Dellwo beschreibt das Prinzip der Vereinzelung, der Isolierung, der Konditionierung, das den Willen brechen sollte. Er schreibt, wie Mitgefangene narkotisiert wurden, um gegen ihren Willen die Fingerabdrücke zu nehmen, und er erklärt so, weshalb er kein Aussteiger ist. Gegen diese Maßnahmen sei er in den Hungerstreik getreten, habe klar gezeigt, was er nicht will. Für die Morde habe er gebüßt, 21 Jahre Haft.

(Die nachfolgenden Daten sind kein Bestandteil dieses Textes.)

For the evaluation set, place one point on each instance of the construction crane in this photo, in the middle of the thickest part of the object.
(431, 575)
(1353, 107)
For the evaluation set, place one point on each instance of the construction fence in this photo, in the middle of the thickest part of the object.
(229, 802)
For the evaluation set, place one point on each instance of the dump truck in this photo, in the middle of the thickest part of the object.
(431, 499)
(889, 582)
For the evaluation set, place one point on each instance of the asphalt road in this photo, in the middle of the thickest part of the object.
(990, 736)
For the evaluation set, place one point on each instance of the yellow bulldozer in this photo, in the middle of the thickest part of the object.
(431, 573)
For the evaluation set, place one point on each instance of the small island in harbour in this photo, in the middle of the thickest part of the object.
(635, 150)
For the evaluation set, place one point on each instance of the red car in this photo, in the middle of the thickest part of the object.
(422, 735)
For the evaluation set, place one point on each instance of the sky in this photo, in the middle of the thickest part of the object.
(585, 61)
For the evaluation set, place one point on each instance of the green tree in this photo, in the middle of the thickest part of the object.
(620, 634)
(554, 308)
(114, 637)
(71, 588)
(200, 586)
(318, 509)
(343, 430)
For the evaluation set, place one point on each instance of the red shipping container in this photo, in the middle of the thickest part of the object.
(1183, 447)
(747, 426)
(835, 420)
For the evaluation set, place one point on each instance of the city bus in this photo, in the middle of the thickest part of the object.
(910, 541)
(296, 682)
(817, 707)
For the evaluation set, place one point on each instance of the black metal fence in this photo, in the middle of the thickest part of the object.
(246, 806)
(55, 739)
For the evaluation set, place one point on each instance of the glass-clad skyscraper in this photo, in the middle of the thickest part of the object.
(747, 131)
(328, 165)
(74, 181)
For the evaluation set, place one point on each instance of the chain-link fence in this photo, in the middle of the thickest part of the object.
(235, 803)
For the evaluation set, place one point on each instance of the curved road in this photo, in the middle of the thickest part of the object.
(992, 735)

Holger Meins, der Auslöser für seinen Weg in den Terrorismus, war Dokumentarfilmer. Dies ist Dellwo heute. Mit dem Schweizer UN-Sonderberichterstatter Jean Ziegler hat er aufgezeigt, dass Ungerechtigkeit nicht einfach als normal hinzunehmen ist. Menschen haben es verursacht. Menschen können es ändern. Seine Filme habe er in Zagreb auf einem Festival zeigen wollen. Einer der Sponsoren sei RTL gewesen, berichtet Dellwo. Der Sender habe sich aber zurückgezogen, weil er vertreten war. Der andere Sponsor sei geblieben, so Dellwo. Es sei die Telekom gewesen.